When Obama later got up to speak, it sounded as if the POTUS thought that Lewis’s "a change has come," was about him. (Read more about Obama’s speech from Imara Jones today.)

If some were expecting "The Blueprint" or even "Reasonable Doubt" from Obama, at best what they got was "Magna Carta Holy Grail"– a less-than-magniloquent treatise on his own come-up. The key civil rights point Obama made in his speech — "Because they marched, city councils changed and state legislatures changed and Congress changed and, yes, eventually the White House changed" — could have been shortened to a Jay lyric: "My presence is your present."

And yet he made sure that the beneficiaries of King’s dream hadn’t gotten too comfortable. Said Obama:

"We must remind ourselves that the measure of progress for those who marched 50 years ago was not merely how many blacks had joined the ranks of millionaires; it was whether this country would admit all people who were willing to work hard, regardless of race, into the ranks of a middle-class life."

Obama’s speech wasn’t, as rapper Keith Murray would say, the most beautifulest thing in the world, but it accomplished what Obama has been setting out to accomplish from the beginning: staying the middle-road course in effort to appeal to the liberals and conservatives among all races in the spirit of perfecting the union. Whether his legacy will reflect a victory on this as an honorable effort or flat failure won’t be determined for decades. 

Overall, the beauty of the ceremony was in the total roster of characters representing labor, education, civil rights, gay and lesbian groups and government. Even movie stars and entertainers were on hand. The day was hosted by actor Hill Harper and journalist Soledad O’Brien. Forrest Whitaker, who starred in the White House-based movie "The Butler," spoke, as did his co-star Oprah Winfrey. Jamie Foxx, better known as Django over the past year, challenged his fellow celebrities to "step up."

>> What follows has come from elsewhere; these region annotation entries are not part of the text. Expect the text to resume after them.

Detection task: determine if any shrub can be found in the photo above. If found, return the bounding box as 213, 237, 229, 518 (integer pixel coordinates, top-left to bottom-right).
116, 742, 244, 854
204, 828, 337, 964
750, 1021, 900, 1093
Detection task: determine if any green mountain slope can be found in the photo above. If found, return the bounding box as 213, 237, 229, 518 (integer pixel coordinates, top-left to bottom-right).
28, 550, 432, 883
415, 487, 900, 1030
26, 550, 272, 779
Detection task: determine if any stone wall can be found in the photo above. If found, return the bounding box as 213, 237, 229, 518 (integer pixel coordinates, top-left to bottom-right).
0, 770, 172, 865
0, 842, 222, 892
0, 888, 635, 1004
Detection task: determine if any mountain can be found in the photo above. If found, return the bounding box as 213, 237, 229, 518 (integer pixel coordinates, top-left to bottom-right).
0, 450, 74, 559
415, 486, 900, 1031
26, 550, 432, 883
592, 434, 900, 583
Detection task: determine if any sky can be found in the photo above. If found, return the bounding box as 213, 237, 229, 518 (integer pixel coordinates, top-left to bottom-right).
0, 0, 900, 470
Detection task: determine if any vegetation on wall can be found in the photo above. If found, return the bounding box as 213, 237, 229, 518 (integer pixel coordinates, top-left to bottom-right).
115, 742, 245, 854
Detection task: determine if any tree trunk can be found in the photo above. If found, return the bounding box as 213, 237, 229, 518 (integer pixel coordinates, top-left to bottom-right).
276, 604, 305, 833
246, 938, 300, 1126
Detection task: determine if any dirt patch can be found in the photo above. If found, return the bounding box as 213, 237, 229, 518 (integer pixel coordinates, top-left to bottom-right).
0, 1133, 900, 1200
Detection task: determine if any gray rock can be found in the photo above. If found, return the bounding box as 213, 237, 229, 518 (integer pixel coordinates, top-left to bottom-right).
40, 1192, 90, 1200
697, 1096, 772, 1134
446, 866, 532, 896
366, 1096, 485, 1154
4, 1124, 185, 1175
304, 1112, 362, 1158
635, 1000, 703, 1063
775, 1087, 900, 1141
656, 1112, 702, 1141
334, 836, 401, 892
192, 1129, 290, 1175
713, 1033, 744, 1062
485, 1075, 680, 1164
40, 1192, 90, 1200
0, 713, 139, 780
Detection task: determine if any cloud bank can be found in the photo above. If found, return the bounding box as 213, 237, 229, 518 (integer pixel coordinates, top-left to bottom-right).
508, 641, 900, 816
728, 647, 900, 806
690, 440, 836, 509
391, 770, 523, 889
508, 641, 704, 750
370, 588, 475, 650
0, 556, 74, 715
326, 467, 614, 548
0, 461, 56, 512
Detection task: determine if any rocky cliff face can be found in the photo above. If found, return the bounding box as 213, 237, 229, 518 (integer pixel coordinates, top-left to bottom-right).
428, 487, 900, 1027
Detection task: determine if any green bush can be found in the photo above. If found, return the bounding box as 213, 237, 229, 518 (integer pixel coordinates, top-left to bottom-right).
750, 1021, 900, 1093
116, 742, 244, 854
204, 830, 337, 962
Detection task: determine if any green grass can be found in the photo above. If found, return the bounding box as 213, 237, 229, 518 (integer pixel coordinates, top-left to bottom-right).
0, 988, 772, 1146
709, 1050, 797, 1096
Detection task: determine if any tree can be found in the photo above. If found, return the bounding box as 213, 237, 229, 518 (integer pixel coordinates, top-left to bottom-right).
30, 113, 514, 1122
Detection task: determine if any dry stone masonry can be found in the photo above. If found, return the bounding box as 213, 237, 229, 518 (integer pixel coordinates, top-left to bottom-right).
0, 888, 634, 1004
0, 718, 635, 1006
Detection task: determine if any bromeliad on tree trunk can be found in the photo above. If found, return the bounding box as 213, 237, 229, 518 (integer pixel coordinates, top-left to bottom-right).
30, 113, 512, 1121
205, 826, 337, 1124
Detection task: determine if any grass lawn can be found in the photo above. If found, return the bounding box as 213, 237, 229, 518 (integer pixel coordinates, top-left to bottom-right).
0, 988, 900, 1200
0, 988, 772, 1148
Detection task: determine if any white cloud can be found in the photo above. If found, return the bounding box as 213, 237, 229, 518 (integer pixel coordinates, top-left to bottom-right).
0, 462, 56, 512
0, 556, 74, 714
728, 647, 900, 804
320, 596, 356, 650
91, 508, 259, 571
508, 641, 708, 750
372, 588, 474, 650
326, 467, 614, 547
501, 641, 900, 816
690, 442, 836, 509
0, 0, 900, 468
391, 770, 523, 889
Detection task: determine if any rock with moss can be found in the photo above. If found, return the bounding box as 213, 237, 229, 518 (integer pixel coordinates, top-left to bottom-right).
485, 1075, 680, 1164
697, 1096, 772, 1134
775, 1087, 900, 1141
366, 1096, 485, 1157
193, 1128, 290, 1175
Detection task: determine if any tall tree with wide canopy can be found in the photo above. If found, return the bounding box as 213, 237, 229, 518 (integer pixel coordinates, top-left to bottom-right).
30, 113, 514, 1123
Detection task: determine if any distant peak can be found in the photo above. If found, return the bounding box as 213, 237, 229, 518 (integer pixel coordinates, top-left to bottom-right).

One group that wasn’t visible were environmentalists, which was disappointing given the shared history between the environmental  and civil rights movement. At the commemoration NAACP president Ben Jealous told me that when his organization began strategizing around how to fight voter suppression at the state level he realized that they needed "a winning coalition that’s as big and as broad as it takes," to be successful.

"The first groups to come running were Sierra Club and Greenpeace because they recognized that those most likely to vote to protect the environment were black, brown and young voters and that’s exactly who voter suppression laws were targeted at," said Jealous. 

Given that yesterday’s ceremony came on the eve of the eighth anniversary of Hurricane Katrina, and amidst rebuilding efforts from Hurricane Sandy, the organizers might have been keen to point out the connections between climate change and civil rights. 

Yesterday’s ceremony was officially billed a "call to action," but if there was such a call it was hardly recognized. Foxx did remind remind the crowd of how Harry Belafonte paid King’s bail money and took care of Coretta Scott King’s bills until she died (perhaps oversharing on that last point). But action today has come mostly from groups like Power Shift, the Dream Defenders in Florida, Rev. William Barber and "Moral Mondays" protestors  in North Carolina, and thousands of other youth from L.A. to Chicago to New York who’ve been calling out the powers that be on Stand Your Ground laws, school-to-prison pipelines and climate change. They are King’s dream realized. They have as much claim to the change that has come as Obama has. But yesterday, as much as the ceremony was about the civil rights generation who started all of this, the leaders of today seemed relegated to the status of a dream deferred, or rather a dream interrupted.

Post has been updated since publication.